Roughly 6.3 million Americans are estimated to experience angina. Angina is more often the presenting symptom of coronary artery disease in women than in men. The prevalence of angina rises with an increase in age. Similar figures apply in the remainder of the Western world. All forms of coronary heart disease are much less-common in the Third World, as its risk factors are much more-common in Western and Westernized countries; it could therefore be termed a disease of affluence. The increase of smoking, obesity and other risk factors has already led to an increase in angina and related diseases in countries such as China.

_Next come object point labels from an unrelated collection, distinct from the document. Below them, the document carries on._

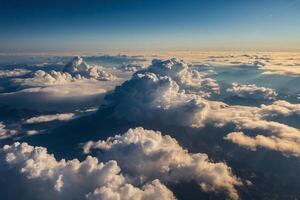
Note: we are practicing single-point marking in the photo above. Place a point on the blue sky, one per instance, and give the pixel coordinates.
(35, 25)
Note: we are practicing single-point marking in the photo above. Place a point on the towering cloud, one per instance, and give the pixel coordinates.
(48, 178)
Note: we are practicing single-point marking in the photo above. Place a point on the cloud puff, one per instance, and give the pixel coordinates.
(78, 68)
(288, 147)
(5, 133)
(147, 155)
(13, 73)
(89, 179)
(281, 107)
(252, 91)
(48, 118)
(166, 89)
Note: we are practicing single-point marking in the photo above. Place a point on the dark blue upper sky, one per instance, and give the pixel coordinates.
(74, 25)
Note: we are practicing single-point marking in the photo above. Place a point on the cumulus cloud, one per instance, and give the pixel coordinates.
(13, 73)
(48, 118)
(146, 155)
(252, 91)
(78, 68)
(89, 179)
(166, 89)
(287, 147)
(6, 133)
(75, 71)
(281, 107)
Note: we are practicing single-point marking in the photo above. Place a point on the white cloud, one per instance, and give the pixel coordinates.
(281, 107)
(146, 155)
(13, 73)
(287, 147)
(252, 91)
(166, 89)
(78, 68)
(73, 179)
(5, 133)
(48, 118)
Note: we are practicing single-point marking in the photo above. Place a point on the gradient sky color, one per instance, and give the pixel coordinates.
(70, 25)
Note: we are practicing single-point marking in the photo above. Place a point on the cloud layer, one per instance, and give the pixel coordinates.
(89, 179)
(251, 91)
(148, 155)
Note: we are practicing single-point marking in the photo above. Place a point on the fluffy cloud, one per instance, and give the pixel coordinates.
(281, 107)
(287, 147)
(166, 89)
(13, 73)
(251, 91)
(48, 118)
(146, 155)
(89, 179)
(5, 133)
(78, 68)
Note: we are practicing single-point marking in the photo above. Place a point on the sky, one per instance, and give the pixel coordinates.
(41, 26)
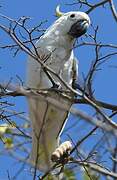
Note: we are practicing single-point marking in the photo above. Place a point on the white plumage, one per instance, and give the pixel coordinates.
(47, 119)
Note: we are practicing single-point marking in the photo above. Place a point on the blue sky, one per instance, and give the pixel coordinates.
(104, 83)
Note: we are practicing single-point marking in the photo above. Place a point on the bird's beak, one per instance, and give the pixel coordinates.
(79, 28)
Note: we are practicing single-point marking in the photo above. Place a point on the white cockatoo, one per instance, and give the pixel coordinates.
(47, 119)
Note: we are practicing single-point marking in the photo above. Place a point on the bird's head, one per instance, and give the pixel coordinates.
(73, 23)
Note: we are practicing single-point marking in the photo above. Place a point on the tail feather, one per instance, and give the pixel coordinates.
(47, 122)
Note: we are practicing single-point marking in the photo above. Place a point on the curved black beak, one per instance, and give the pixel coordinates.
(79, 28)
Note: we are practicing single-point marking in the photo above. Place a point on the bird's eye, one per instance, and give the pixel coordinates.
(72, 15)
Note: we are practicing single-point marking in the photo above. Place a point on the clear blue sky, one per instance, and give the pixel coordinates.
(105, 82)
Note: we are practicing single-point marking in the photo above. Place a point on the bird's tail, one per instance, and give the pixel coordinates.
(47, 122)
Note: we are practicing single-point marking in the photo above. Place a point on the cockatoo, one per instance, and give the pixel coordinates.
(55, 48)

The main goals of treatment in angina pectoris are relief of symptoms, slowing progression of the disease, and reduction of future events, especially heart attacks. An aspirin (75 mg to 100 mg) per day has been shown to be beneficial for all patients with stable angina that have no problems with its use. Beta-blockers and nitroglycerin medication are used for symptomatic relief of angina and prevention of ischemic events, and calcium channel blockers (such as nifedipine). Isosorbide mononitrate and nicorandil are vasodilators commonly used in chronic stable angina.
Identifying and treating risk factors of coronary heart disease is a priority in patients with angina. This means testing for elevated cholesterol, diabetes, hypertension (high blood pressure), stopping smoking and losing weight.